I was starting to plot out how I would get home and avoid too many more hills. My legs were starting to hurt and I could tell already I was going to have a rash/burn/hot spot under my knee braces. I tried to just put it out of my head, since there was nothing I could do about it now. I decided the shortest route was going to be the best one, even if I had to take some hills. I went all the way down Orange Grove to Mission, Mission to Indiana and Indiana to Monterey.

I looked at my iPod as I walked on Monterey toward Foremost Liquor, where the Metro tracks cross.- I was at 18 miles. That was supposed to be the whole walk. And here I was- still 2 BIG hills and what I thought would be 2 miles away from my house! The good news was I was at about 5hrs 15mins at this stage- so my pace was working for me. The bad news was no one was there to pick me up! Last week I knew I wasn't going to be a hero and was going to call for a ride when I hit 18 miles. Well I called. But he was still in Camarillo when I called- which is over 1 hr away. So I told him I loved him and thanked him for the loan of the FM player. I told him I'd see him at home, one way or another.

After I hung up, I looked ahead and said to myself, "Time doesn't matter. Just get home. No matter how long it takes. The only way it wont happen is if you stop moving." And so I walked.

I walked over the hill on Monterey (the one that back in Jan I never would have imagined taking by foot) and while I slowed down a bit, I made it! I kept chanting "I can do this, I will do this, I am doing this!"

By the time I got over the 1st hill, the NPR news was coming on. It was 5pm. I was at 20 miles. Still not home. I kept going.

I walked down Monterey and around the corner to Huntington. My feet were feeling numb and my legs heavy. I had to go pee pretty badly and didn't have any more water/ Gatorade. I wanted to drink more, but had nothing. I wanted to eat something, but managed to subside that with the gummies.

I finally made it to little Huntington drive- home was within range- just half a mile. I kept pushing on through the neighborhood to the school by my house. Last big hill. Push Push Push, I made it up and then the rest was cake. My feet kept going. My breath kept going and I arrived home at 5:30pm. Completed 21.5 miles.

When I got home I ran to the bathroom to pee and started peeling off layers. I was right about the rash/burn. It was worse than any previous weeks. Just touching it felt hot and scraped. The one thing the 'Body Glide' did manage to do is let all the dirt I had kicked up stick to my knees. I looked bruised even more than I was because of all the dirt stuck to my feet, knees and calves.

After my shower tonight, I dove into leftover sushi from date night (last night) and some left over chicken soup my husband made. I tried to stretch, as much as I could without touching my burnt calves. I rubbed all kinds of Diaper rash cream on and I felt content. My feet didn't fall off.

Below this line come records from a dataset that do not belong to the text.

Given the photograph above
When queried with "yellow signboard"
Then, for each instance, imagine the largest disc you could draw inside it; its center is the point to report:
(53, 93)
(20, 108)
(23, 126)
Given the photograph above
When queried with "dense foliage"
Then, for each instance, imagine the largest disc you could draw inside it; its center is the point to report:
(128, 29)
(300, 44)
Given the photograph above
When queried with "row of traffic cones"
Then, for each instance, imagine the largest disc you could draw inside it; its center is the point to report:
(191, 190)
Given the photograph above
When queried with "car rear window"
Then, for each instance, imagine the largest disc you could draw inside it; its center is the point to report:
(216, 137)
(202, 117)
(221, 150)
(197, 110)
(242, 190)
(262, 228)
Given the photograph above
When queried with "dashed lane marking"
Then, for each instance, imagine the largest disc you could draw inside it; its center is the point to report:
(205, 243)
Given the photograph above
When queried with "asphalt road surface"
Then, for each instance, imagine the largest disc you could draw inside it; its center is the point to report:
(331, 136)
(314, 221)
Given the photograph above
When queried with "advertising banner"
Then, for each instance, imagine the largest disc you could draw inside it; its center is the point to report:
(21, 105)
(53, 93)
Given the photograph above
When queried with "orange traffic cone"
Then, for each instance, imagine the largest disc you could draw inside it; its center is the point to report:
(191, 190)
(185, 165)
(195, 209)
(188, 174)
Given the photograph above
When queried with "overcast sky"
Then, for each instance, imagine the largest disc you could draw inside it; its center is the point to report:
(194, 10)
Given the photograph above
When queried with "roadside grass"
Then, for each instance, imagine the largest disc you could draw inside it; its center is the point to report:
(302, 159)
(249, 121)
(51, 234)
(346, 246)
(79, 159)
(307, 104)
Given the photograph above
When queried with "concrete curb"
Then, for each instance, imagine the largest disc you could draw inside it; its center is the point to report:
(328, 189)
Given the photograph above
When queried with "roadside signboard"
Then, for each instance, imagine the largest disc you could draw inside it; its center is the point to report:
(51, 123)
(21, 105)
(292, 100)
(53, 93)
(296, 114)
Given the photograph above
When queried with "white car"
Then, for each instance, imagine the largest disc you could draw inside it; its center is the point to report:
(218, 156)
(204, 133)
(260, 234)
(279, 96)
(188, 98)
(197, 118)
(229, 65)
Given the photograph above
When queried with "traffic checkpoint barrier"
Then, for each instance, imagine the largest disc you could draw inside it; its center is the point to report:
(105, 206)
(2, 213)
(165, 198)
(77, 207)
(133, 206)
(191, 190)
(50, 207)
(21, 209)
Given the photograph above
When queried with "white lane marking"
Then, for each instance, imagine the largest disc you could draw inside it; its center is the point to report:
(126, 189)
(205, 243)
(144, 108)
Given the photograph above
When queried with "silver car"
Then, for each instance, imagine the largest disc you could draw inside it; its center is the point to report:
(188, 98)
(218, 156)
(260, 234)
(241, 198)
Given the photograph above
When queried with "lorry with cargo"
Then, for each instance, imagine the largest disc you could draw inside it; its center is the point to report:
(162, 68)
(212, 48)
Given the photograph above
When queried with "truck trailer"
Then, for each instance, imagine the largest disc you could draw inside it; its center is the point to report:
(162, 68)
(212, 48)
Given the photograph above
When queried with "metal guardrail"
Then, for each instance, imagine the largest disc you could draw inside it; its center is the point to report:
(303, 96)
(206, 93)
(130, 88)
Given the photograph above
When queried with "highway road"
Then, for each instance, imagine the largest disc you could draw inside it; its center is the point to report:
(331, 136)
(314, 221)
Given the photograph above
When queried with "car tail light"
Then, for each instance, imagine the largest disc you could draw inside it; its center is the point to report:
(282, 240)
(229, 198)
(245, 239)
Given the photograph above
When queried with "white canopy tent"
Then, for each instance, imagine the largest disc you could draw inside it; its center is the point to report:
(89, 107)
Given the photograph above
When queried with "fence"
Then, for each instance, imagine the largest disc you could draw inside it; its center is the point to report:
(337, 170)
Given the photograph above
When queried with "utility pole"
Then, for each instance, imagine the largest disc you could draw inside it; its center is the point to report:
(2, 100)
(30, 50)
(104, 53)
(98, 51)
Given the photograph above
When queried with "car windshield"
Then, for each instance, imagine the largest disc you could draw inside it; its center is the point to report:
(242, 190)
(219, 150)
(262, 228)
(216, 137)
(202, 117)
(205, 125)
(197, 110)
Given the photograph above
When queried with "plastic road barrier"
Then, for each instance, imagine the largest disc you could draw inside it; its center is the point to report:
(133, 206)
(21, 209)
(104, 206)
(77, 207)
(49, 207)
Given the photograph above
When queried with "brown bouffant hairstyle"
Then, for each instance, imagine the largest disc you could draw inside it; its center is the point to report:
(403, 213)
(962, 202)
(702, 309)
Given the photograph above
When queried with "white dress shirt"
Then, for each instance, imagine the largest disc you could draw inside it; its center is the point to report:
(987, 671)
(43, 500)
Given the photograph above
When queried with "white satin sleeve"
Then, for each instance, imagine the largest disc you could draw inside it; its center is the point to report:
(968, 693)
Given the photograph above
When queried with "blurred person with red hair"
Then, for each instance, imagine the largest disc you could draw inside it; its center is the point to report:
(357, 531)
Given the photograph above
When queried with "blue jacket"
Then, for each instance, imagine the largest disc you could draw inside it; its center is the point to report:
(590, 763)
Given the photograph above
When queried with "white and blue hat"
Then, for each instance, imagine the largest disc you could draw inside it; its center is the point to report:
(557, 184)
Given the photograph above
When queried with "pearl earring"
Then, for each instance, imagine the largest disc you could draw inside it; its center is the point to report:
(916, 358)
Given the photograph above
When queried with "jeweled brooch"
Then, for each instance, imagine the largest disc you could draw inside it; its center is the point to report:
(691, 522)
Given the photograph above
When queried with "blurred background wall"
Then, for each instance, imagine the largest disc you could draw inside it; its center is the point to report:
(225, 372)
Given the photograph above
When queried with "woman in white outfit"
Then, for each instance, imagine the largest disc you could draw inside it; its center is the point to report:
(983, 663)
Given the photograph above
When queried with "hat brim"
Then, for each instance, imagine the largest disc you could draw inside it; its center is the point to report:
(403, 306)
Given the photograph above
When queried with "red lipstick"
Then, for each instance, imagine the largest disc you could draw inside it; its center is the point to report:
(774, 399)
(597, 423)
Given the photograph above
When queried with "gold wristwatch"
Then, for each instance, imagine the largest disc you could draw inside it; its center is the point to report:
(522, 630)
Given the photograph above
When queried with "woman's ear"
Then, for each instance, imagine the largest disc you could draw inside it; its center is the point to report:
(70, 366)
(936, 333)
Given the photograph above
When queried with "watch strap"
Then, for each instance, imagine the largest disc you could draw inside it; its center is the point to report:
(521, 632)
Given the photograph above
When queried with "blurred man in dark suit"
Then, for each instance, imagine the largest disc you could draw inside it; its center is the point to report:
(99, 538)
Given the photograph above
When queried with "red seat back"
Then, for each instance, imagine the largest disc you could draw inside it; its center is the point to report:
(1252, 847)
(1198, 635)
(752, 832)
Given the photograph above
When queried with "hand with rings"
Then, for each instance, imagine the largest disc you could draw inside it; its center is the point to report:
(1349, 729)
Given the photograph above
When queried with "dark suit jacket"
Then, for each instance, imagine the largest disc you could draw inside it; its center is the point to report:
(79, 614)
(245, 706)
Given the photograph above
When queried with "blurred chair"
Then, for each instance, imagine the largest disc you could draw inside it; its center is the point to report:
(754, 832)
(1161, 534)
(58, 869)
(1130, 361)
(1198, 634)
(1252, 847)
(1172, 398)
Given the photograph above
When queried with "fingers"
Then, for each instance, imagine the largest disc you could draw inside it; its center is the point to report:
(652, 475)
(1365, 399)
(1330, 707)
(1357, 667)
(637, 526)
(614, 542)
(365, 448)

Even though I started this trek blind (hence the extra 3.5 miles I ended up doing) I felt like I got to open my eyes to areas I had never seen before. I am loving this quenching of curiosity that I get to do on every walk. I am so proud that I have given myself this time and I am not giving up on myself. Just think! I went 21.5 miles today. That is less than 5 miles away from the whole marathon total!! I CAN DO THIS!! Less than one month to go!